Ask Chief Browne what the Burlington Fire Department does and the answer might surprise you. “The majority of our calls are medical,” he said.

It’s true: In 2025, the department responded to 5,386 total incidents, and just nine of them were building fires. The work of keeping Burlington safe looks less like the dramatic rescues of television drama and more like showing up at 2 AM when someone can’t breathe, or when a carbon monoxide detector goes off, or when a forklift operator at the Burlington Mall clips a gas line.

The range of calls is wide — automatic alarms, gas leaks, carbon monoxide calls, water emergencies, car accidents, and the occasional major electrical incident, like the time a contractor hit a utility feed in the mall parking lot and knocked out power across the whole complex. “That was a huge response,” Browne recalled. “Luckily nobody got hurt.”

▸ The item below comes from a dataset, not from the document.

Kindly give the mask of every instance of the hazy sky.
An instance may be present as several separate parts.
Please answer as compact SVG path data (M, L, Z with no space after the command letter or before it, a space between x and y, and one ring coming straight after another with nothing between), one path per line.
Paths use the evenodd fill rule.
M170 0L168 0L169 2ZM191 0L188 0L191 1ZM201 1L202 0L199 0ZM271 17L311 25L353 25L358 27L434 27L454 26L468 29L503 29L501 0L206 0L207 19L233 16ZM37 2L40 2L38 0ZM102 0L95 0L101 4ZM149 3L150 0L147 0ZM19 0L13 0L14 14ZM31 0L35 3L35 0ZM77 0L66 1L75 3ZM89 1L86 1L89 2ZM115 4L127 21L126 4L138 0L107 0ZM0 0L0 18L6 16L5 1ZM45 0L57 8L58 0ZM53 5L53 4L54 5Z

There have also been highly unorthodox calls, like the time firefighters saved baby ducks from a storm drain or when the department was enlisted to save a man who had become stuck in a garbage compactor truck.

Two Stations, One Team

Burlington operates two fire stations. Station 1 on Cambridge Street houses the department’s command operations. Station 2 at 114 Terrace Hall Ave — built in the 1960s when Burlington’s population was exploding on that side of town, and rebuilt in 2020 — now runs an engine, a tower ladder, and an ambulance. The rebuilt Station 2 added a modern training room, a training captain’s dedicated office, and a practice tower that simulates high-rise firefighting.

“That’s been a real bonus,” Browne said. “It’s a lot more space, and we now have equipment there we didn’t have before.”

The two-station model means faster response times on both sides of town and, increasingly, a near-equal split of call volume: Engine 1 ran 2,614 calls in 2025. Engine 2 ran 2,125. This, said Browne, is owing to the town’s expanded commercial districts.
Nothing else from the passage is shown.